Both Democrats and Republicans, in Congress and the White House, have backed charter schools, fueling their explosive growth.
Only about 1% of students nationwide — fewer than 500,000 — attended charter schools in 2001, the first year the Department of Education tracked enrollments. By 2014, enrollment had quintupled to 2.5 million, slightly more than 5% of the nation’s school children. There were about 6,500 charter schools nationwide as of 2014.
Not all states have fully embraced the concept. Still, 43 states and Washington, D.C., have charter school laws. States such as Arizona and Colorado instituted charter-friendly regulations that helped fuel their growth, while other states have much stricter rules: Iowa, where local school boards maintain control, has only a small number of approved charter schools.
Congress set up funding during the Clinton administration to aid in charter school development, and Arizona and Colorado also make use of those funds, as do other states like California.
The overall result is a big disparity among states: Some have seen a flood of new charter schools, while others have barely seen a trickle.
Who attends charter schools?
Charter schools tend to be in urban neighborhoods. As a result, they have more minority students and a higher percentage of students living in poverty compared to their traditional counterparts. Nationally, 17% of students in traditional schools were African-American in 2014, compared to 27% in charter schools.
Children in these neighborhoods often have little choice in schools because of the cost of private school. Charter schools may give them their only alternative. Civil rights leader Rosa Parks famously led efforts to bring charters to inner-city Detroit as one of her last major initiatives before her death.
Because charter schools frequently do not answer to local school boards, critics allege that failing schools can fly under the radar in poor communities where parents may lack clout. On the other hand, plenty of inner-city charters have a successful track record, meeting their targets for student performance and graduation rates.
Enrollment is small by design. Most states do not permit charters to levy taxes on buildings, and they often cannot afford to buy or build new space. As a result, some charters squeeze into empty space at other schools or in shopping malls.
Research shows that children from low-income families tend to do better in smaller schools. And many charter schools perform better than their traditional counterparts. Others, still, fail to meet standards set in their contracts.
What’s the outlook during a Trump presidency?
Trump’s plan is likely to go beyond new funding for charter schools.
Based on DeVos’ track record and past practices, school choice supporters anticipate a mix of federal and state funds will go toward vouchers that can be used on a variety of schools, including completely private schools, religious schools or even home schooling.
Through AFC, DeVos has primarily pushed for private school choice. But the organization supports approaches set by community stakeholders rather than blanket national policies, Frendewey said.
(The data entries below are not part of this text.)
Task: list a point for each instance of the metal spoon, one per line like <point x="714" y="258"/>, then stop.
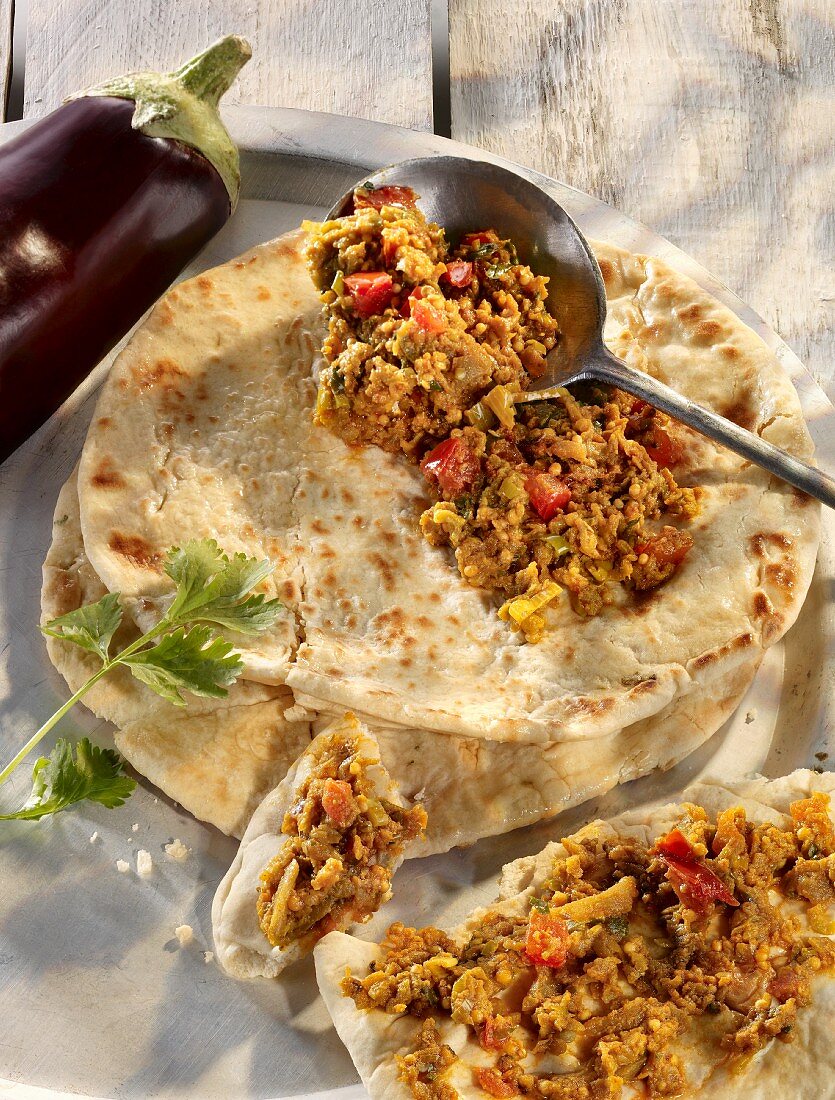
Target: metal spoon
<point x="464" y="196"/>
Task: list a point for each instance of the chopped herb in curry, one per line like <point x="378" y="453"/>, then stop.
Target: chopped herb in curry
<point x="428" y="345"/>
<point x="342" y="838"/>
<point x="632" y="963"/>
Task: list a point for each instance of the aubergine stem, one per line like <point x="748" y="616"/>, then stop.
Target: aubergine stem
<point x="183" y="105"/>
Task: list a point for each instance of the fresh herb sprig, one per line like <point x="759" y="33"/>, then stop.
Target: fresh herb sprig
<point x="183" y="652"/>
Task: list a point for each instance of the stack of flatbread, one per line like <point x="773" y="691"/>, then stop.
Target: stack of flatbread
<point x="204" y="429"/>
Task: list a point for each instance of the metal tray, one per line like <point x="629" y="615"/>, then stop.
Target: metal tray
<point x="98" y="997"/>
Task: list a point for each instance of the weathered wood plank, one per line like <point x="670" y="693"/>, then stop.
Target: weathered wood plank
<point x="7" y="14"/>
<point x="366" y="58"/>
<point x="711" y="122"/>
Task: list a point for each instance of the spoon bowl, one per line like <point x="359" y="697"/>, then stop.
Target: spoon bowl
<point x="464" y="195"/>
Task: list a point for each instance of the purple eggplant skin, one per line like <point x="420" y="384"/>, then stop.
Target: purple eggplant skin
<point x="97" y="219"/>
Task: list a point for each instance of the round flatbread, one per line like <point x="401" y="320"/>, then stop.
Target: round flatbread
<point x="204" y="428"/>
<point x="218" y="758"/>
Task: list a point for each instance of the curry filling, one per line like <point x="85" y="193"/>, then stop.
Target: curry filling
<point x="336" y="865"/>
<point x="632" y="963"/>
<point x="427" y="349"/>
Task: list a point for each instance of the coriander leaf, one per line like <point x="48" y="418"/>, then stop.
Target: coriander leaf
<point x="91" y="627"/>
<point x="194" y="660"/>
<point x="59" y="781"/>
<point x="252" y="615"/>
<point x="193" y="567"/>
<point x="211" y="587"/>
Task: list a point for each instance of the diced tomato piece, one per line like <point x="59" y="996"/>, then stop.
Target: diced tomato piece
<point x="459" y="272"/>
<point x="677" y="845"/>
<point x="452" y="465"/>
<point x="391" y="195"/>
<point x="669" y="548"/>
<point x="695" y="883"/>
<point x="473" y="240"/>
<point x="547" y="942"/>
<point x="548" y="494"/>
<point x="787" y="982"/>
<point x="338" y="801"/>
<point x="428" y="319"/>
<point x="493" y="1084"/>
<point x="663" y="450"/>
<point x="370" y="290"/>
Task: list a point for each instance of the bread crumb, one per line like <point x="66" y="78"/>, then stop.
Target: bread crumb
<point x="185" y="934"/>
<point x="177" y="850"/>
<point x="296" y="713"/>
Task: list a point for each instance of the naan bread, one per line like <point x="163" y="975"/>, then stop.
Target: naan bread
<point x="242" y="948"/>
<point x="802" y="1068"/>
<point x="218" y="758"/>
<point x="470" y="789"/>
<point x="204" y="428"/>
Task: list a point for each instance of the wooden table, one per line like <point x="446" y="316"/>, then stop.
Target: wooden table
<point x="711" y="120"/>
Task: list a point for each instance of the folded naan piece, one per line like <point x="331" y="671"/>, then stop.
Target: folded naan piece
<point x="217" y="757"/>
<point x="319" y="854"/>
<point x="682" y="950"/>
<point x="204" y="428"/>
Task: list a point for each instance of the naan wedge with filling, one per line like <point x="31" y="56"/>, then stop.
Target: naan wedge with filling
<point x="319" y="854"/>
<point x="678" y="952"/>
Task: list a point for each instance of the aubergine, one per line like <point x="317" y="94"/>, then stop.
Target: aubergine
<point x="102" y="204"/>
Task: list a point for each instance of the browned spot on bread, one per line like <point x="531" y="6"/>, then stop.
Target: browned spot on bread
<point x="162" y="373"/>
<point x="584" y="705"/>
<point x="762" y="606"/>
<point x="385" y="569"/>
<point x="106" y="476"/>
<point x="742" y="641"/>
<point x="772" y="628"/>
<point x="707" y="330"/>
<point x="691" y="312"/>
<point x="135" y="549"/>
<point x="288" y="590"/>
<point x="782" y="575"/>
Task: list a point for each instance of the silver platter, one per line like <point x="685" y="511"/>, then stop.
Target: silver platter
<point x="98" y="997"/>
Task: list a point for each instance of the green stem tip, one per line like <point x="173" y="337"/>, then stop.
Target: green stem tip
<point x="211" y="74"/>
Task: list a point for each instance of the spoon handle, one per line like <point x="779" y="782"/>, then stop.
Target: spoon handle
<point x="809" y="479"/>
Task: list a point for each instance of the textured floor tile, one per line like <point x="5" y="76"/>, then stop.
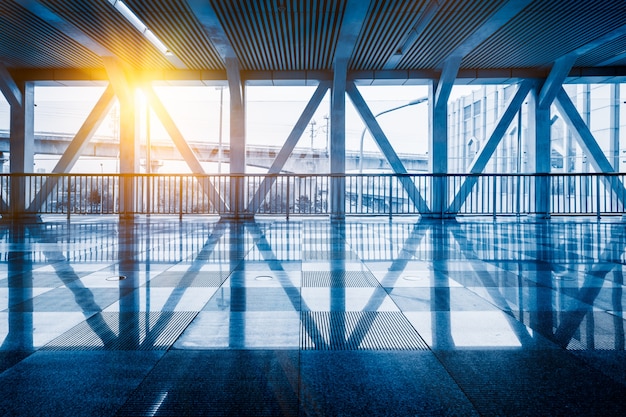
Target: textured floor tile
<point x="164" y="299"/>
<point x="255" y="299"/>
<point x="73" y="383"/>
<point x="242" y="330"/>
<point x="219" y="383"/>
<point x="29" y="331"/>
<point x="378" y="384"/>
<point x="533" y="382"/>
<point x="347" y="299"/>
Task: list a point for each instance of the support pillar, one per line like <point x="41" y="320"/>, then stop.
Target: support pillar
<point x="438" y="153"/>
<point x="22" y="145"/>
<point x="539" y="144"/>
<point x="129" y="153"/>
<point x="614" y="121"/>
<point x="338" y="141"/>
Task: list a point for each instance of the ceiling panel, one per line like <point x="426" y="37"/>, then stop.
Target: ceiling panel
<point x="176" y="26"/>
<point x="101" y="22"/>
<point x="388" y="25"/>
<point x="545" y="31"/>
<point x="28" y="41"/>
<point x="299" y="35"/>
<point x="453" y="23"/>
<point x="281" y="35"/>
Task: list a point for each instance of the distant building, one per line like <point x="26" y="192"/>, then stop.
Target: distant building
<point x="472" y="118"/>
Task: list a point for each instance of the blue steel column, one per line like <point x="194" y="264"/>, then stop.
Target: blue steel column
<point x="129" y="144"/>
<point x="338" y="141"/>
<point x="438" y="152"/>
<point x="22" y="143"/>
<point x="237" y="138"/>
<point x="539" y="144"/>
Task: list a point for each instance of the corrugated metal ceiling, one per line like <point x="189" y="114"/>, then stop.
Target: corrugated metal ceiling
<point x="298" y="35"/>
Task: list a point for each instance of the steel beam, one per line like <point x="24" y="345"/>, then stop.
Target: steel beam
<point x="480" y="162"/>
<point x="22" y="143"/>
<point x="288" y="146"/>
<point x="9" y="88"/>
<point x="420" y="21"/>
<point x="386" y="148"/>
<point x="588" y="143"/>
<point x="553" y="83"/>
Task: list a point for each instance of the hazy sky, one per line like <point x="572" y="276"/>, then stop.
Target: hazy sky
<point x="271" y="114"/>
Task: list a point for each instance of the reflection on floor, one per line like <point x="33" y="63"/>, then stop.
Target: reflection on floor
<point x="271" y="317"/>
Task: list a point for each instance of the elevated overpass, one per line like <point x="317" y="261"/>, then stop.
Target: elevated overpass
<point x="302" y="160"/>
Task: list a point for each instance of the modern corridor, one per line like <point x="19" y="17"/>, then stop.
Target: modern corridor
<point x="367" y="317"/>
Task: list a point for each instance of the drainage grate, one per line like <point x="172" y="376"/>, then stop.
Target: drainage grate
<point x="339" y="279"/>
<point x="322" y="255"/>
<point x="125" y="331"/>
<point x="189" y="279"/>
<point x="358" y="330"/>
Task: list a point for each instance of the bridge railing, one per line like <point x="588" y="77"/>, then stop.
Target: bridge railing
<point x="293" y="194"/>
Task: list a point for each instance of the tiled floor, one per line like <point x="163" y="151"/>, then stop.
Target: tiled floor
<point x="365" y="317"/>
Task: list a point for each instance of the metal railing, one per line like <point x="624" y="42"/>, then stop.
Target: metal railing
<point x="290" y="194"/>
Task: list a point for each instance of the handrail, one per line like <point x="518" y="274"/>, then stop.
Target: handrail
<point x="309" y="194"/>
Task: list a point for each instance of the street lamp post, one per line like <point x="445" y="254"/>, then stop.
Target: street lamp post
<point x="410" y="103"/>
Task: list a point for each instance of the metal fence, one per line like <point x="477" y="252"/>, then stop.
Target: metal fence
<point x="288" y="194"/>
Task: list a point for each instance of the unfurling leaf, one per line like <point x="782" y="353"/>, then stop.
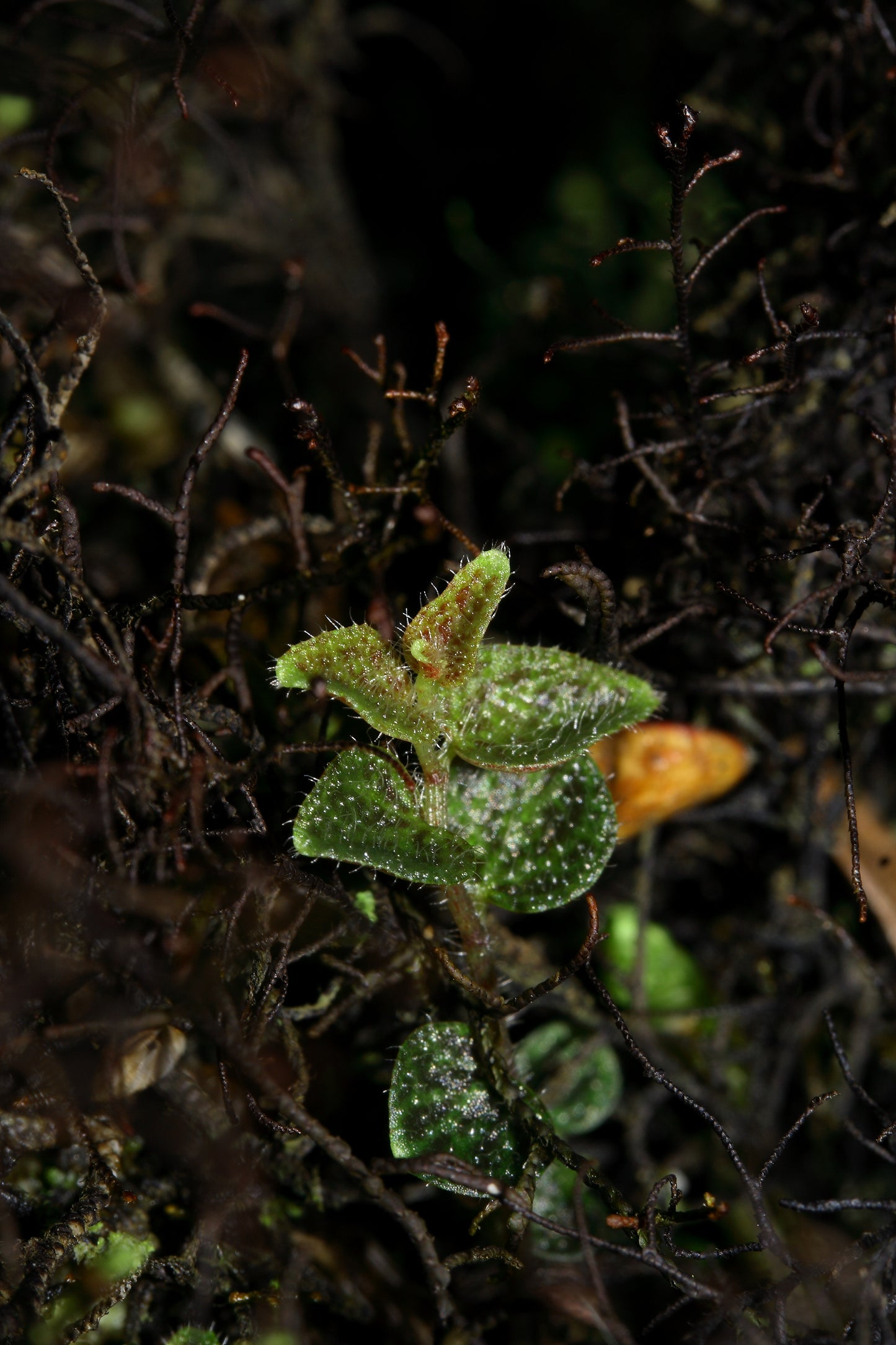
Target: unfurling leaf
<point x="359" y="668"/>
<point x="578" y="1079"/>
<point x="363" y="811"/>
<point x="661" y="769"/>
<point x="438" y="1105"/>
<point x="444" y="638"/>
<point x="672" y="980"/>
<point x="527" y="708"/>
<point x="543" y="836"/>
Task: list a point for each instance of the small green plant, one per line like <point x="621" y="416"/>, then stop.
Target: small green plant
<point x="526" y="820"/>
<point x="523" y="821"/>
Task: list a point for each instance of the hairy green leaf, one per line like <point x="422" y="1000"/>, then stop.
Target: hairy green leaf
<point x="672" y="980"/>
<point x="438" y="1105"/>
<point x="578" y="1079"/>
<point x="527" y="708"/>
<point x="365" y="811"/>
<point x="543" y="836"/>
<point x="444" y="638"/>
<point x="359" y="668"/>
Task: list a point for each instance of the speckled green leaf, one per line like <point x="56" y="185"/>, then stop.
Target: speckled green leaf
<point x="555" y="1199"/>
<point x="527" y="708"/>
<point x="672" y="980"/>
<point x="444" y="638"/>
<point x="363" y="811"/>
<point x="363" y="670"/>
<point x="543" y="836"/>
<point x="578" y="1078"/>
<point x="438" y="1105"/>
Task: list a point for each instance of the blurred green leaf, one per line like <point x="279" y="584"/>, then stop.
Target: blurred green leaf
<point x="672" y="980"/>
<point x="17" y="110"/>
<point x="527" y="707"/>
<point x="192" y="1336"/>
<point x="440" y="1105"/>
<point x="579" y="1079"/>
<point x="543" y="837"/>
<point x="363" y="811"/>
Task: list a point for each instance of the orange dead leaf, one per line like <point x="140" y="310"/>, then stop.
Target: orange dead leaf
<point x="663" y="769"/>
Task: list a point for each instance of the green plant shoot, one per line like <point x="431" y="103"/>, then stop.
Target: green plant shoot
<point x="527" y="821"/>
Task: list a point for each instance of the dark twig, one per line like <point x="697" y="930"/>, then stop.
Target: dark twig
<point x="804" y="1117"/>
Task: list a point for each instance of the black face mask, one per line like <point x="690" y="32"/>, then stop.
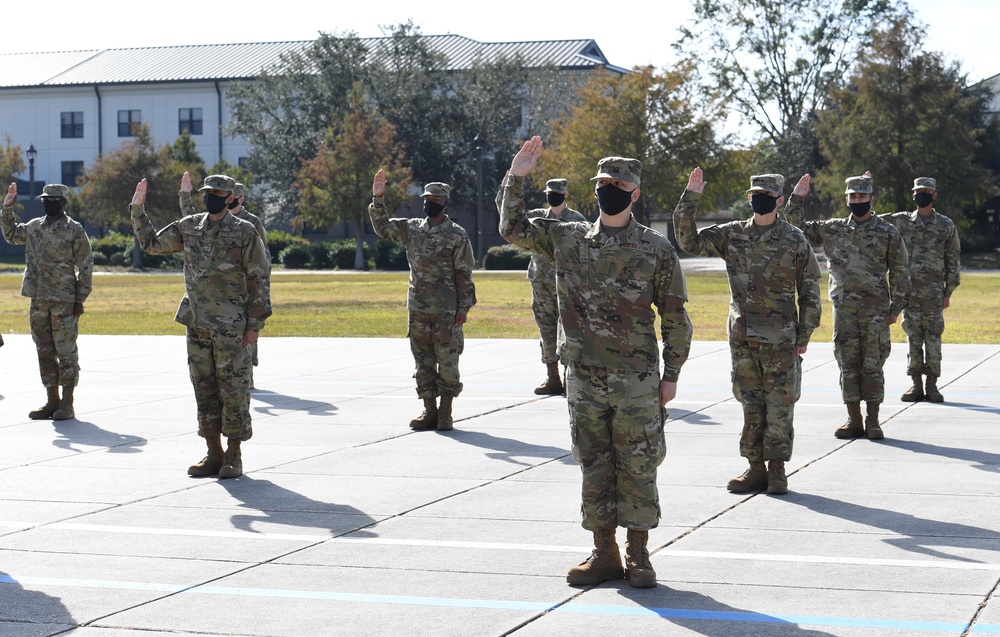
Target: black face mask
<point x="52" y="206"/>
<point x="432" y="208"/>
<point x="555" y="198"/>
<point x="763" y="204"/>
<point x="860" y="209"/>
<point x="613" y="200"/>
<point x="214" y="203"/>
<point x="923" y="199"/>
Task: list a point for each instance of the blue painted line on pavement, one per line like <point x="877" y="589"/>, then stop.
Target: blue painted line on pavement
<point x="497" y="604"/>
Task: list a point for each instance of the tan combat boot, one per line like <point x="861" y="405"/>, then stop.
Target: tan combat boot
<point x="65" y="411"/>
<point x="445" y="421"/>
<point x="552" y="385"/>
<point x="638" y="570"/>
<point x="51" y="405"/>
<point x="233" y="466"/>
<point x="213" y="460"/>
<point x="933" y="395"/>
<point x="777" y="481"/>
<point x="428" y="418"/>
<point x="872" y="429"/>
<point x="753" y="479"/>
<point x="916" y="393"/>
<point x="604" y="563"/>
<point x="853" y="428"/>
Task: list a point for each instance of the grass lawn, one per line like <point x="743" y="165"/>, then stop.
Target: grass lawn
<point x="373" y="304"/>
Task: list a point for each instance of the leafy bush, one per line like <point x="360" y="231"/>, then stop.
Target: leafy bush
<point x="295" y="256"/>
<point x="506" y="257"/>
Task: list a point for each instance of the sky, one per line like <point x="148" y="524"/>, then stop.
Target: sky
<point x="964" y="30"/>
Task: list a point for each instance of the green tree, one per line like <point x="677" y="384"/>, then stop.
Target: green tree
<point x="647" y="115"/>
<point x="336" y="184"/>
<point x="11" y="162"/>
<point x="906" y="113"/>
<point x="772" y="63"/>
<point x="106" y="187"/>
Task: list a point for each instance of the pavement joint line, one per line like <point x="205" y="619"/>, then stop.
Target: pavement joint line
<point x="498" y="604"/>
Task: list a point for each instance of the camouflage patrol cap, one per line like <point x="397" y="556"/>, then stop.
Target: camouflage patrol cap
<point x="54" y="191"/>
<point x="860" y="184"/>
<point x="771" y="183"/>
<point x="436" y="189"/>
<point x="218" y="182"/>
<point x="621" y="168"/>
<point x="557" y="185"/>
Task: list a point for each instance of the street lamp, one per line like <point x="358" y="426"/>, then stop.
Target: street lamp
<point x="32" y="153"/>
<point x="479" y="141"/>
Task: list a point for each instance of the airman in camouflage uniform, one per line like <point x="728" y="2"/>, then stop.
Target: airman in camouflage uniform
<point x="239" y="211"/>
<point x="861" y="249"/>
<point x="775" y="307"/>
<point x="612" y="273"/>
<point x="542" y="275"/>
<point x="225" y="307"/>
<point x="58" y="277"/>
<point x="440" y="296"/>
<point x="932" y="242"/>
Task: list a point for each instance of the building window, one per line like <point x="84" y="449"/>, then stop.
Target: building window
<point x="71" y="170"/>
<point x="125" y="121"/>
<point x="190" y="121"/>
<point x="72" y="125"/>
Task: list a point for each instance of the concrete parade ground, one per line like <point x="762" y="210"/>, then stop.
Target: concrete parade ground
<point x="348" y="523"/>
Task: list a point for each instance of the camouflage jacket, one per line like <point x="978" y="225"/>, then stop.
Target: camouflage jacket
<point x="607" y="288"/>
<point x="540" y="268"/>
<point x="440" y="258"/>
<point x="224" y="268"/>
<point x="934" y="249"/>
<point x="59" y="265"/>
<point x="860" y="255"/>
<point x="774" y="277"/>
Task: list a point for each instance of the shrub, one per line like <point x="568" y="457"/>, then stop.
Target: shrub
<point x="295" y="256"/>
<point x="506" y="257"/>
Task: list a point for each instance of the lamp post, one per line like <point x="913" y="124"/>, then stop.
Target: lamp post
<point x="479" y="141"/>
<point x="32" y="153"/>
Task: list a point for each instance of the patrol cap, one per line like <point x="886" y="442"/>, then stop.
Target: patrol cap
<point x="557" y="185"/>
<point x="54" y="191"/>
<point x="436" y="189"/>
<point x="219" y="182"/>
<point x="861" y="184"/>
<point x="771" y="183"/>
<point x="621" y="168"/>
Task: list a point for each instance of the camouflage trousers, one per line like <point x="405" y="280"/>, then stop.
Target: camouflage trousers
<point x="616" y="425"/>
<point x="436" y="343"/>
<point x="923" y="334"/>
<point x="220" y="372"/>
<point x="54" y="329"/>
<point x="546" y="310"/>
<point x="767" y="380"/>
<point x="861" y="346"/>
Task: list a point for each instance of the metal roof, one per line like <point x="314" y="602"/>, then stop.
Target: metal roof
<point x="209" y="62"/>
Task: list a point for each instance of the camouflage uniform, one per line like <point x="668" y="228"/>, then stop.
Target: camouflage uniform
<point x="441" y="287"/>
<point x="58" y="274"/>
<point x="187" y="208"/>
<point x="542" y="275"/>
<point x="606" y="288"/>
<point x="224" y="272"/>
<point x="860" y="255"/>
<point x="775" y="307"/>
<point x="934" y="249"/>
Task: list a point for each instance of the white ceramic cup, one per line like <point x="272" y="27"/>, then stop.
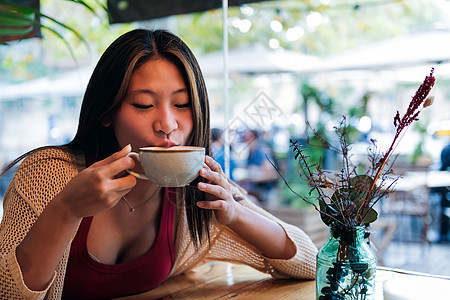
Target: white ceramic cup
<point x="169" y="166"/>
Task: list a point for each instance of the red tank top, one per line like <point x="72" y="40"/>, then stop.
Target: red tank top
<point x="90" y="279"/>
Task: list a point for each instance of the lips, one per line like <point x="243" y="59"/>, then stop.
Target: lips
<point x="167" y="143"/>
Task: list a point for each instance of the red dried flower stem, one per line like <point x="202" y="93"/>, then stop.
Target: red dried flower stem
<point x="410" y="116"/>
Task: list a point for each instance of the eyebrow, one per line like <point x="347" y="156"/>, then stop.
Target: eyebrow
<point x="150" y="92"/>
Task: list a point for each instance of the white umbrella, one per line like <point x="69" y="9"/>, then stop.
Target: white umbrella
<point x="257" y="60"/>
<point x="431" y="48"/>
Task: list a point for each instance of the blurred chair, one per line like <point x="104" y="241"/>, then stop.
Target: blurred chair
<point x="308" y="220"/>
<point x="407" y="207"/>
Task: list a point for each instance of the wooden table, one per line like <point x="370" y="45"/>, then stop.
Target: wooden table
<point x="219" y="280"/>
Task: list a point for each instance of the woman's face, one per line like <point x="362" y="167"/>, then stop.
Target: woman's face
<point x="157" y="109"/>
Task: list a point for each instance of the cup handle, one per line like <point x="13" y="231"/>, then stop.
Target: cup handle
<point x="137" y="175"/>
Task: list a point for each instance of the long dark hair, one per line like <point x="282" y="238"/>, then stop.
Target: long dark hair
<point x="108" y="87"/>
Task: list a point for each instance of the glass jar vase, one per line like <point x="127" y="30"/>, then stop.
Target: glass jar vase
<point x="345" y="266"/>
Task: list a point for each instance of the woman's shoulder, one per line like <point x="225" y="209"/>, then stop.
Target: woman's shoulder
<point x="48" y="153"/>
<point x="44" y="173"/>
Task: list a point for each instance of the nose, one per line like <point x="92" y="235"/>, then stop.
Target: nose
<point x="165" y="121"/>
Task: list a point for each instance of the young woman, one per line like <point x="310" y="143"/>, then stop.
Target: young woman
<point x="77" y="226"/>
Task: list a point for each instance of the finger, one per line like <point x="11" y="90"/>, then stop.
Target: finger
<point x="215" y="190"/>
<point x="115" y="156"/>
<point x="124" y="183"/>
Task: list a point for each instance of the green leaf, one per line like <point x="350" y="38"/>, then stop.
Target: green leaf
<point x="326" y="208"/>
<point x="15" y="31"/>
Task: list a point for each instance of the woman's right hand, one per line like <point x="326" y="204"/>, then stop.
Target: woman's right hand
<point x="99" y="187"/>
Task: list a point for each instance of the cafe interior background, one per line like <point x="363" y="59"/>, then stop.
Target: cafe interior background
<point x="288" y="63"/>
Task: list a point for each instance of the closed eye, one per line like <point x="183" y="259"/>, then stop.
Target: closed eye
<point x="141" y="106"/>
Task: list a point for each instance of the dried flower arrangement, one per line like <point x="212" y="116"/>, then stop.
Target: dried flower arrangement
<point x="353" y="195"/>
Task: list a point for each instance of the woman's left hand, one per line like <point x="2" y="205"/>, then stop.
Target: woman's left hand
<point x="219" y="192"/>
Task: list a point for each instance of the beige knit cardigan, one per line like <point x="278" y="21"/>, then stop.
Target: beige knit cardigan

“The policies she pursues recognize the reality that every child is different and learns differently. Some children might do well in public school, others are better in private school,” Frendewey said.
A Trump spokesman referred policy questions to the transition team, which did not return repeated requests for comment.
It’s not clear how any federal funding would be distributed, since spending per pupil at charter schools can fluctuate wildly. Nationally, the median spent on charters was $8,866 per student. But that ranges from the District of Columbia spending about $18,000 per charter school student (thanks to legislation that AFC supported) to Idaho spending roughly $5,000.
Details like this may not be worked out for a while. And it’s possible a Trump administration could redefine current approaches to school choice.
“As Trump has shown so far, we shouldn’t assume just because people have been doing it this way that he’s going to do it the same way,” Nathan said.